A diferencia de experiencias pasadas, la tecnología actual permite una intervención mejorada sobre el espectro radioeléctrico, garantizando que el bloqueo se limite estrictamente al predio carcelario sin perjudicar la conectividad de los barrios cercanos. Suárez informó este martes en Radio Sarmiento que el proceso está en etapa de evaluación técnica para determinar qué equipos son los más adecuados según las necesidades específicas de la infraestructura local.
Respecto a la precisión de esta tecnología, el funcionario destacó que hoy es posible identificar sectores específicos dentro de la unidad penitenciaria para aplicar el bloqueo de señal de manera diferenciada. Según detalló Suárez, la intención es empezar a trabajar sobre esta propuesta en conjunto con la Secretaría de Seguridad para aplicar métodos de prueba que no generen inconvenientes a la zona.
Al respecto, el funcionario señaló que hoy específicamente como ha avanzado la tecnología, no generaría inconveniente a las zonas aledañas, sino que identificarían en sí el sector o el pabellón en su defecto que se quiera bloquear para poder impedir algún movimiento por parte de alguna persona privada de libertad con algún teléfono que quiera utilizar para hacer cualquier tipo de maniobras que vaya en contra de la seguridad del servicio.
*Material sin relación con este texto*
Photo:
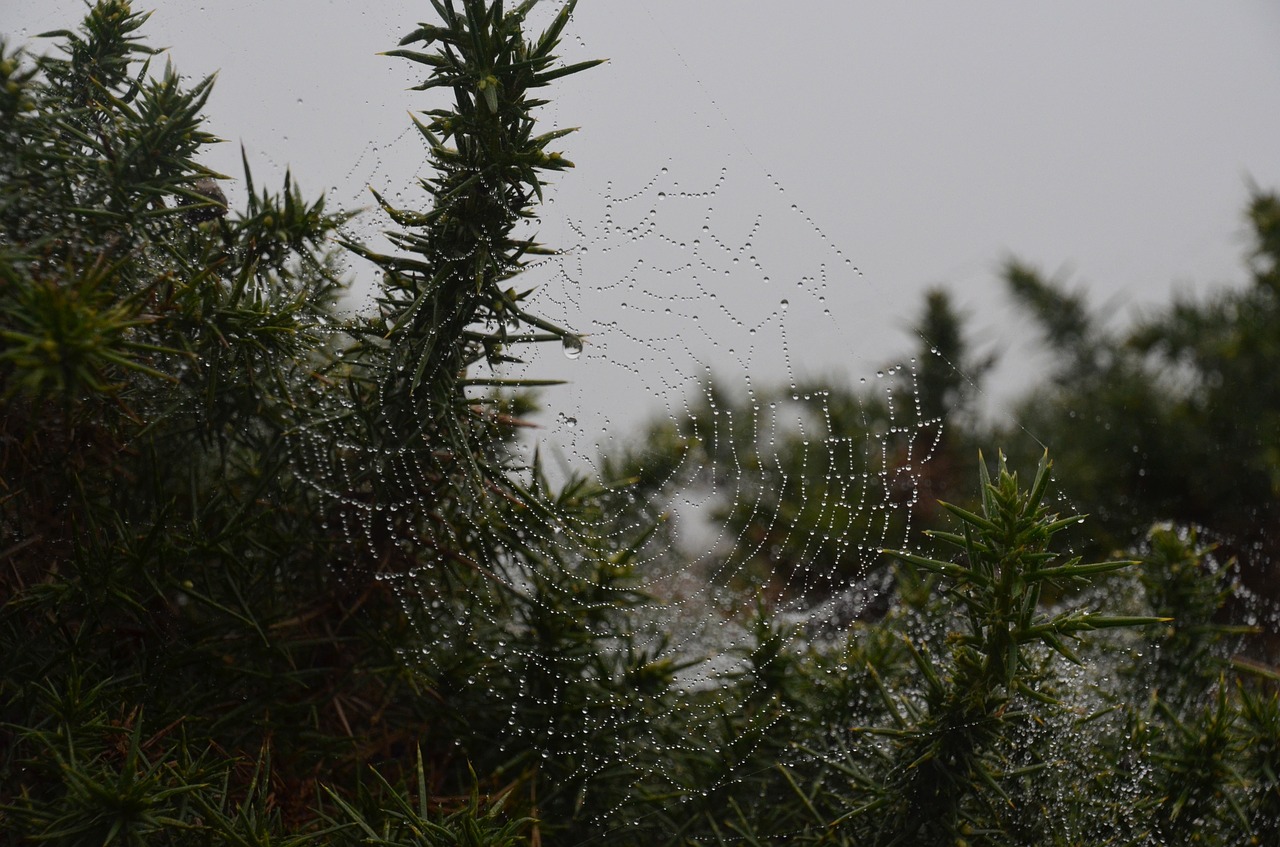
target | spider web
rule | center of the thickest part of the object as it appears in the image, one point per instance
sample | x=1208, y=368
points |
x=713, y=308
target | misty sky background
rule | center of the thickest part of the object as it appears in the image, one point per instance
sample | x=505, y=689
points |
x=766, y=195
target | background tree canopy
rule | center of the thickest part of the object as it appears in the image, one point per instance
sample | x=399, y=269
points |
x=278, y=575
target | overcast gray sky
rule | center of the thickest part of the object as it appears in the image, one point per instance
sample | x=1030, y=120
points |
x=919, y=142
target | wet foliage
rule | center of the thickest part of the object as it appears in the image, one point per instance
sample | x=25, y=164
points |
x=270, y=573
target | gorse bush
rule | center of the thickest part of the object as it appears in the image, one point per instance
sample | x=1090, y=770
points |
x=277, y=575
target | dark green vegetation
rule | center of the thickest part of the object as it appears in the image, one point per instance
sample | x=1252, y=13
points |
x=270, y=575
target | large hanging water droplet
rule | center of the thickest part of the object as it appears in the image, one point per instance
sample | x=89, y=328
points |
x=572, y=346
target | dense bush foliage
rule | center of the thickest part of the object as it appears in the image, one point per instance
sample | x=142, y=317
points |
x=274, y=575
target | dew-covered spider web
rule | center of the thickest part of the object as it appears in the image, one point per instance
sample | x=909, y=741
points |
x=734, y=398
x=648, y=546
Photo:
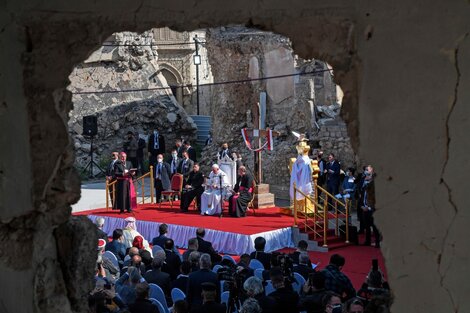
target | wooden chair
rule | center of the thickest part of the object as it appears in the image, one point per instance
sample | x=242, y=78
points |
x=250, y=204
x=175, y=188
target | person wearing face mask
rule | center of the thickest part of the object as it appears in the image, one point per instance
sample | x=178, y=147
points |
x=174, y=162
x=162, y=177
x=225, y=152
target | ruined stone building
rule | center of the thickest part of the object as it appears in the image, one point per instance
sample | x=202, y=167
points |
x=402, y=66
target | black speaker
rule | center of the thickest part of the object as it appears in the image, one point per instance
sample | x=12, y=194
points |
x=90, y=125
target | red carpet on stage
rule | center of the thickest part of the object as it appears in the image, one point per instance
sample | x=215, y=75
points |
x=358, y=258
x=265, y=219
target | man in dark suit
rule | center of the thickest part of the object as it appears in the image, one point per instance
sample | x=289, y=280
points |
x=303, y=268
x=206, y=246
x=191, y=151
x=185, y=166
x=156, y=146
x=181, y=282
x=174, y=162
x=192, y=189
x=157, y=277
x=116, y=246
x=173, y=261
x=110, y=175
x=332, y=171
x=142, y=304
x=260, y=255
x=162, y=177
x=209, y=299
x=225, y=152
x=196, y=279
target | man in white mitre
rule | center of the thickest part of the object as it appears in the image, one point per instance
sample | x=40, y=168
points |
x=212, y=196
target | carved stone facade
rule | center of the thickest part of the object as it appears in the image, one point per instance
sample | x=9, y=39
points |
x=176, y=52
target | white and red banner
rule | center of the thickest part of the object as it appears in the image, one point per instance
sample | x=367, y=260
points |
x=256, y=132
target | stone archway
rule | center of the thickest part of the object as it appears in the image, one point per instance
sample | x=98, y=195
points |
x=391, y=105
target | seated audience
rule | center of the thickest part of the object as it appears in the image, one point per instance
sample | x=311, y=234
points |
x=206, y=247
x=303, y=268
x=210, y=302
x=196, y=279
x=250, y=306
x=193, y=259
x=286, y=298
x=260, y=255
x=116, y=246
x=99, y=222
x=125, y=285
x=157, y=276
x=192, y=246
x=142, y=304
x=182, y=280
x=173, y=261
x=313, y=293
x=130, y=232
x=335, y=280
x=353, y=305
x=253, y=287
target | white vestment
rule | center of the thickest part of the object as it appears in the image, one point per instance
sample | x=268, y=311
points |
x=302, y=177
x=212, y=196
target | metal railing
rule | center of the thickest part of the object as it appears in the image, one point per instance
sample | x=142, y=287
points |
x=138, y=181
x=318, y=220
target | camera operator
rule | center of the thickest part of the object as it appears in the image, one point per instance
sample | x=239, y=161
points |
x=313, y=293
x=375, y=284
x=286, y=298
x=253, y=287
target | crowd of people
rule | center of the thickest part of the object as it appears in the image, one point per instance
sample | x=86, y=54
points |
x=203, y=277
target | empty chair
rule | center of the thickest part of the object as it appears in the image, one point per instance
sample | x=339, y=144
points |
x=157, y=293
x=269, y=287
x=159, y=305
x=216, y=268
x=228, y=257
x=110, y=256
x=259, y=273
x=300, y=281
x=224, y=297
x=177, y=294
x=255, y=264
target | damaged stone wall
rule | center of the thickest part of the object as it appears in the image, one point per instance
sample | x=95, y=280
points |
x=121, y=84
x=240, y=53
x=385, y=55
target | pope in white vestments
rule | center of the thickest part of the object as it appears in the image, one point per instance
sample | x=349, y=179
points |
x=211, y=198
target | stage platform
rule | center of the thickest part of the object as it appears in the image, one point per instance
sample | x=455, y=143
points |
x=228, y=235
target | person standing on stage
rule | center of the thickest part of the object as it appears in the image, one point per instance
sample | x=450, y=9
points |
x=110, y=178
x=211, y=198
x=192, y=189
x=174, y=162
x=224, y=152
x=190, y=150
x=125, y=193
x=162, y=177
x=186, y=166
x=140, y=153
x=238, y=202
x=156, y=146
La implementación de estos dispositivos no será uniforme en todo el predio desde un inicio, sino que se buscará la ubicación estratégica de equipos fijos o móviles fuera de los pabellones. El personal técnico del área de informática del Penal trabajará junto a los proveedores para definir el alcance exacto de la inhibición en cada área seleccionada. Suárez puntualizó que se busca determinar en ciertos lugares la ubicación de ese dispositivo que puede ser móvil o fijo y de esa manera ver los resultados a través de cuánto es la capacidad de bloqueo, si se quiere hacer de una sola ala, si se quiere hacer a dos celdas o si se quiere hacer al pabellón o a todo el sector. Este nivel de control permitiría mantener la operatividad administrativa del Penal mientras se anula la señal en los sectores de alojamiento.
Un teléfono fijo
Como contrapartida necesaria al bloqueo de los celulares, el plan de gestión incluye la creación de una nueva red de telefonía fija moderna y estrictamente controlada para que los internos mantengan el vínculo familiar de forma segura. Este sistema busca reemplazar definitivamente los celulares corporativos que se utilizan actualmente por una infraestructura que permita el registro total de las comunicaciones. Suárez detalló que el objetivo es que en este marco se trabaje con un proyecto para implementar una red telefónica interna moderna y que permita que la persona privada de libertad tenga su teléfono dentro del ingreso al pabellón. Además, aclaró que el objetivo principal es garantizar la comunicación segura, controlada, registrada, evitando cualquier tipo de uso indebido, llamadas no autorizadas o situaciones de extorsión.
El funcionamiento de esta red telefónica estará bajo la supervisión directa del personal de seguridad a cargo de cada pabellón, quienes administrarán los turnos y horarios de uso para los internos. La propuesta contempla que los teléfonos fijos se instalen en los ingresos de los sectores de alojamiento, permitiendo un control mucho más intensivo que el actual. Suárez destacó que esta modernización tecnológica es un paso fundamental para avanzar en la implementación de los inhibidores de señales de celular, fortaleciendo la seguridad y el control total en las comunicaciones dentro del sistema penitenciario. El registro de las llamadas permitirá asegurar que todos los internos tengan acceso al beneficio de comunicación de manera organizada y equitativa.